Meenakshi: How is Social Tag different from the rest of the businesses working in this space?

Anushree: I think what sets us apart from the other agencies that are already out there…these bigger agencies that are great with making campaigns and engaging with their target audience, they weren’t so great with reels and youtube. We grew up watching social media content, grew up seeing these creators build massive distribution for themselves. I think age is one factor: we understand GenZ, we understand what it takes to create content, we understand how people resonate with these kind of content. We understand the creator’s journey, to be able to marry it with a brand’s idealogy, so it’s interesting for the audience to watch the branded content. This branded content is being leveraged by the brand in terms of having distribution. We understand the growing creator economy, because it happened as we grew up! It boils down to us helping brands with authentic collaboration to ensure both brands and creators are happy, as we prioritise transparency and delivering an ROI-driven campaign to scale the overall standards within the industry. 

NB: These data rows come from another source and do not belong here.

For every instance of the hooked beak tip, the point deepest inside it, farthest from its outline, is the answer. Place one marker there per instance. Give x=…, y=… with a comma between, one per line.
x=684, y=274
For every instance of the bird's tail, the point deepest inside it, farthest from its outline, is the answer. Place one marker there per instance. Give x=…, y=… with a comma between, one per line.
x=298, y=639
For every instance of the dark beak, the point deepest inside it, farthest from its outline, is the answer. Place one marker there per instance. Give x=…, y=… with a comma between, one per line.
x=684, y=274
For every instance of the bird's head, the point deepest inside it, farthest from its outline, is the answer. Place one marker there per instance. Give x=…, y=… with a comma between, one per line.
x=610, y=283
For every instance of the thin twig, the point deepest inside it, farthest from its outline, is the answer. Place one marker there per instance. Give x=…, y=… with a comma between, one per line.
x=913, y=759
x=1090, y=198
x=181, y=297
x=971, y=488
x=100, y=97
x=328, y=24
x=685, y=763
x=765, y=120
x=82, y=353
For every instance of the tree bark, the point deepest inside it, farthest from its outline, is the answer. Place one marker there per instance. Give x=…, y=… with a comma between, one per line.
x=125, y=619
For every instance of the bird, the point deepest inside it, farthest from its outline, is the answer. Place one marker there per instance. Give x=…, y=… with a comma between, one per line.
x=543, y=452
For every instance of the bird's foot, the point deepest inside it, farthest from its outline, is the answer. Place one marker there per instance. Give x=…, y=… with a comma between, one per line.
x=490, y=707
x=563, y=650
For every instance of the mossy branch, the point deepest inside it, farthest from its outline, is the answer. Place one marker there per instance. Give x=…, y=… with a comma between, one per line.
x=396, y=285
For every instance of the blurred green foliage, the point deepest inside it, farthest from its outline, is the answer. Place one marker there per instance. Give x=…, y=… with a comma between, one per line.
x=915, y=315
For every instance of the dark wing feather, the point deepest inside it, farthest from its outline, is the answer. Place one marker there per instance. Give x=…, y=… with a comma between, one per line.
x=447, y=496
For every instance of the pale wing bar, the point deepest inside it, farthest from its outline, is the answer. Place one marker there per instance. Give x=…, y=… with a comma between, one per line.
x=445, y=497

Meenakshi: How do you manage cash flows when you’re essentially playing an intermediary role between these two parties? How important is working capital to you?

Anushree: Working Capital optimisation is crucial to our operations to help us adapt to new dynamics every day. We ensure strict payment terms with both brands and creators, because only once we get payments from our brands can we pay our creators. We do have processes and systems which help us ensure our working capital is in place. It is essential for the team, ensures financial stability, helps us seize on to emerging opportunities while maintaining long term success. 

Meenakshi: Have you found the big brands to usually pay on time and have reliable payment cycles?

Anushree: Brands do default on payments. Not all of them pay at the promised time, and this can be challenging. Again, here processes help & relationships help in getting the payments on time. Delayed payments can have a domino effect in convincing the creators as well, but it’s important to be transparent with them and explaining the situation to them also.

Meenakshi: How do you manage different working styles with brands and influencers?

Anushree: Just being your authentic self, and coming at this from the point of view of helping brands and creators: that’s been my recipe to build relationships with them! It should come from a point of view of helping the brand with getting the right fit of influencer and getting the word out, and from the influencer’s perspective to get them the brand collaboration and help them with monetisation of their distribution.

Meenakshi: How effective have you found influencer marketing compared to traditional marketing when it comes to ROI?

Anushree: I think influencer marketing stands out for its authenticity and ability to resonate with the audience at a broader level. Unlike traditional advertising, with influencer marketing brands leverage the credibility and personal connection that influencers have with their followers. The ROI generated with engagement and potential for virality makes influencer marketing a powerful and cost-effective strategy. If you have to make a traditional advertisement, you have to hire a screenwriter, an editor, a production set-up…and so much more. With influencer marketing, the creators themselves are your writers, editors, directors: they’re a one-man army creating those viral ads for you.That’s where the power of influencer marketing lies!

Meenakshi: If you could tell me one immediate challenge and one upcoming innovation in the creator economy, what would they be?

Anushree: I think one challenge is to find creators with non-fake, authentic followers because in the age of digitalisation, it’s so easy to buy followers for the validation. Having creators who have authentic followers and not bots is a challenge in this industry.

An interesting innovation is being able to use AI in today’s generation. There are a lot of AI influencers coming up today. A person doesn’t even have to be in front of the camera but the avatar can still talk like the creator. I’m really looking forward to what AI can do for this industry.